Riley knew that Shane expected him to laugh, but ignored him. Riley was just as good as some of the guys who went CHL right after college; he was better than some. He was better than he thought he would be, and so far into the season, the Cutthroats were undefeated.

···

Riley slowed the Dodge to let people pass. A few of them stumbled, and some laughed and waved at the car. They were bundled in coats and jackets, though a few of the girls were wearing short skirts. Gracie shook her head.

“It’s freezing,” she said. “And it’s not even late enough to be drunk.” She glanced at her phone before throwing it back in her purse.

“Check mine,” Riley said, handing it to her. “Maybe he texted me.”

Riley wanted to be pissed at Shane for making him drive through the crowded bar district on a random Wednesday night when the temperature was fifteen degrees below freezing. But he wasn’t.

“Not a word,” she said.

“Weird.”

Shane had texted Riley earlier saying that he and Gracie should meet up with them. He and Peeler were already at the Three Lions. Riley asked when they should meet. Shane had responded, “Now.” Gracie had halfheartedly agreed. She’d muttered something about having to change out of her leggings into a dress. Then they’d driven twenty minutes and walked around the bar, upstairs and down, but Shane wasn’t there. Neither was Peeler.

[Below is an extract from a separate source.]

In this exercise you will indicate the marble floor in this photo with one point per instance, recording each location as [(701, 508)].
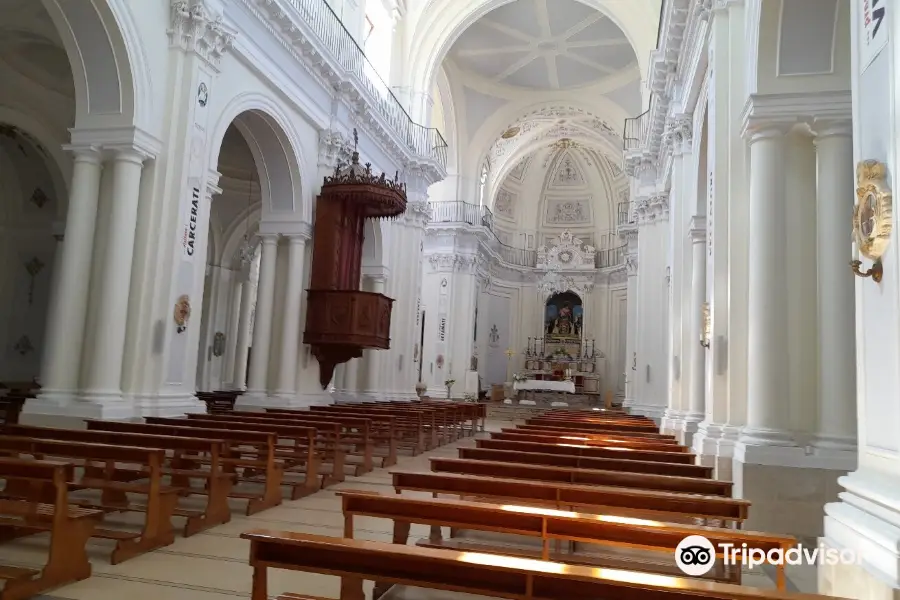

Riley had to slow the car again for more jaywalkers.

Gracie sighed. “You should just pull over. This is stupid.”

“I can just drop you at the apartment.”

Gracie shook her head. “Just pull over. I’ll call him.”

Riley pulled into the almost empty parking lot of a Chinese restaurant and waited as Gracie dialed Shane twice.

Her mouth turned into a straight line. “What the fuck is he doing?”

Riley looked down at his phone. He thought about the time when Shane was supposed to meet up with him at Boone’s Tavern and never showed. Two and a half hours later, Riley found him playing trivia with a teammate at Buffalo Wild Wings. They were in third place and wanted to win. Shane was just stupid sometimes. Riley didn’t tell Gracie that, even though he wanted to. He wanted to apologize to her about the leggings. She could’ve worn them under the dress, but he didn’t mention that either. He just stared at his phone and thought about how warm the car was. He wanted to take off his coat.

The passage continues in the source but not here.